The 600 block of Eddy houses large open air drug markets. The SFPD’s “disruption” strategy reduced dealers in February and March but today the north side of the 600 block is worse than ever. Dealers primarily converge in front of two nonprofit buildings, the Elk Hotel and the Arnett Watson Apartments.

Chief Scott, Assistant Chief Lazar, and Tenderloin Captain Chin have been urged to close this drug market. Yet, as the above photo shows,  the dealers remain.

The other longtime Tenderloin drug market on 300 Hyde was also largely shut down in February and March. Dealers now freely operate around the corner on Ellis. The west side of 300 Hyde remains filled with drug users, so the overall drug activity in the area is worse. This despite public claims of a crackdown.
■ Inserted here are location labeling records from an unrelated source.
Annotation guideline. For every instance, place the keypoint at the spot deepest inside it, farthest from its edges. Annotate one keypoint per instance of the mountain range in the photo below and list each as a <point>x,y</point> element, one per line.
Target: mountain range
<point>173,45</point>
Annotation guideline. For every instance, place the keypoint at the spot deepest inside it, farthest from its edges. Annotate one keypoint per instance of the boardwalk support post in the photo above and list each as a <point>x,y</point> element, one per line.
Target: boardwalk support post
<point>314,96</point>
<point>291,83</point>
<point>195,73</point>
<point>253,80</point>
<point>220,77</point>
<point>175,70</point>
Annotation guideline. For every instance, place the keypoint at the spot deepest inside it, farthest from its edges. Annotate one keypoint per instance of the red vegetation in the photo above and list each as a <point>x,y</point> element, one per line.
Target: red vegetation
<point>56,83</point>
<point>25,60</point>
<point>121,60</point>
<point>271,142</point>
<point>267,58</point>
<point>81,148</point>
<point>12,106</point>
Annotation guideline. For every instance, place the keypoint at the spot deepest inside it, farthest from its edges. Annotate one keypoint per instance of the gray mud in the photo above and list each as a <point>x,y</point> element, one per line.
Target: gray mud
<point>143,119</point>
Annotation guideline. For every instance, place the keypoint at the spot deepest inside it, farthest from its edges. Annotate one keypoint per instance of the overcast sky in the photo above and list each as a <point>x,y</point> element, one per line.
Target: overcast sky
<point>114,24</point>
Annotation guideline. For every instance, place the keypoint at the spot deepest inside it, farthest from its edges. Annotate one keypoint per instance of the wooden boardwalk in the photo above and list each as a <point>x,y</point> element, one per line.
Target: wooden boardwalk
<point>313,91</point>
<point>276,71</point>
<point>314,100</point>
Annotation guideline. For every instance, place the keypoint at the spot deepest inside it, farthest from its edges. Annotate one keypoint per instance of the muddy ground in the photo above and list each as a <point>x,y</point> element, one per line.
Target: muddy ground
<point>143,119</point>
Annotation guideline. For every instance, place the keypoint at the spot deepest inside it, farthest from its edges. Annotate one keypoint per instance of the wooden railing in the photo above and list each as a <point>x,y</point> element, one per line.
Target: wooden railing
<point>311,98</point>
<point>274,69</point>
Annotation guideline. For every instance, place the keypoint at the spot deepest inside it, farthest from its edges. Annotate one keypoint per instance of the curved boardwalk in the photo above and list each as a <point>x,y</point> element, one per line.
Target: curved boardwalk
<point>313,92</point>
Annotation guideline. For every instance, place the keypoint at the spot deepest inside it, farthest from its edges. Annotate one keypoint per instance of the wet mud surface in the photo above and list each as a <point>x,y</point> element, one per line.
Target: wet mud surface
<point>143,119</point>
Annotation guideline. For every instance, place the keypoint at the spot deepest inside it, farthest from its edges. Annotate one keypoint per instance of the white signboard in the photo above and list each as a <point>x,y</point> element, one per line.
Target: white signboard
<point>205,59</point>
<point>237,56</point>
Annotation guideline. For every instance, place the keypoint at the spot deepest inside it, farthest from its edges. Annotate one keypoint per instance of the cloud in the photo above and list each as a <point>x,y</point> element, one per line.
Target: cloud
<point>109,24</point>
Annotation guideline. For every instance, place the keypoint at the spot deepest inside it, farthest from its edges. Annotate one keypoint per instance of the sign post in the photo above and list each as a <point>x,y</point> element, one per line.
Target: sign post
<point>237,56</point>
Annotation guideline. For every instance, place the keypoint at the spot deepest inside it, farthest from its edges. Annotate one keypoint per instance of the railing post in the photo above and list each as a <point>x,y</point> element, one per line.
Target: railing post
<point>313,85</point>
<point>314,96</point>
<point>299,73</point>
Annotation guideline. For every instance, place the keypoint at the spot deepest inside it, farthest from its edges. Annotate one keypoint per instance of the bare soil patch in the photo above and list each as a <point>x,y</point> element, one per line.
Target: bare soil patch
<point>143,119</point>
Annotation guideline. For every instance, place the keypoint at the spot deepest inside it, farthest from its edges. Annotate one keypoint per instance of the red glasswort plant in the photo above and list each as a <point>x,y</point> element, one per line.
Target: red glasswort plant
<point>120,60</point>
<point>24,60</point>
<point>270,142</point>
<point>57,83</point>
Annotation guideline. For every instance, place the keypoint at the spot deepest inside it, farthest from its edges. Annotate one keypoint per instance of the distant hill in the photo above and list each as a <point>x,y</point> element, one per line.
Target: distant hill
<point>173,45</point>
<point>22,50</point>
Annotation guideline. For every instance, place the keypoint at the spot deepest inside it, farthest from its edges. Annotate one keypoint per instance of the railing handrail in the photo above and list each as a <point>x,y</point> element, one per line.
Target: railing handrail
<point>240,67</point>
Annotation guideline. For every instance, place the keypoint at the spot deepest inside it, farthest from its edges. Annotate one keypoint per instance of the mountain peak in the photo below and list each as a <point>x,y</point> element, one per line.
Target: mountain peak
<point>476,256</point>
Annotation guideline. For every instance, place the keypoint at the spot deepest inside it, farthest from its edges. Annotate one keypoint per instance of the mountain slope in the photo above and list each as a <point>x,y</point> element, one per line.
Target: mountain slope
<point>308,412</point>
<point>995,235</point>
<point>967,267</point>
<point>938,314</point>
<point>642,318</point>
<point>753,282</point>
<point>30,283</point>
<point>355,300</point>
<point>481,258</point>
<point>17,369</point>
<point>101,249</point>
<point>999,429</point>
Mid-Market and SOMA have seen a similar lack of progress.

There is something very wrong here.

Police Lack Visibility

The problem is clear: the SFPD measures progress by arrests and recovered fentanyl rather than by a reduction in dealers. So while press releases extol “progress,”  open air drug markets thrive.

Uniformed beat cops are rarely seen in the Tenderloin. That’s because SFPD wants its Tenderloin officers to be undercover. This produces greater arrests at the expense of deterring drug dealing.

The SFPD claims to be allowing drug dealing in front of the Elk because it is “doing an operation.” The operation requires dealers not to be interfered with so they can be arrested by undercover officers.

But here’s the flaw: after the arrests officers are gone for two to three hours. The open air drug market quickly resumes.

There’s a better strategy: consistent visibility. Dealers routinely flee when their scouts announce the imminent arrival of uniformed police. If two uniformed officers were posted on the 600 block there would be no dealers near the Elk.  No “operation” would be needed to close the drug market.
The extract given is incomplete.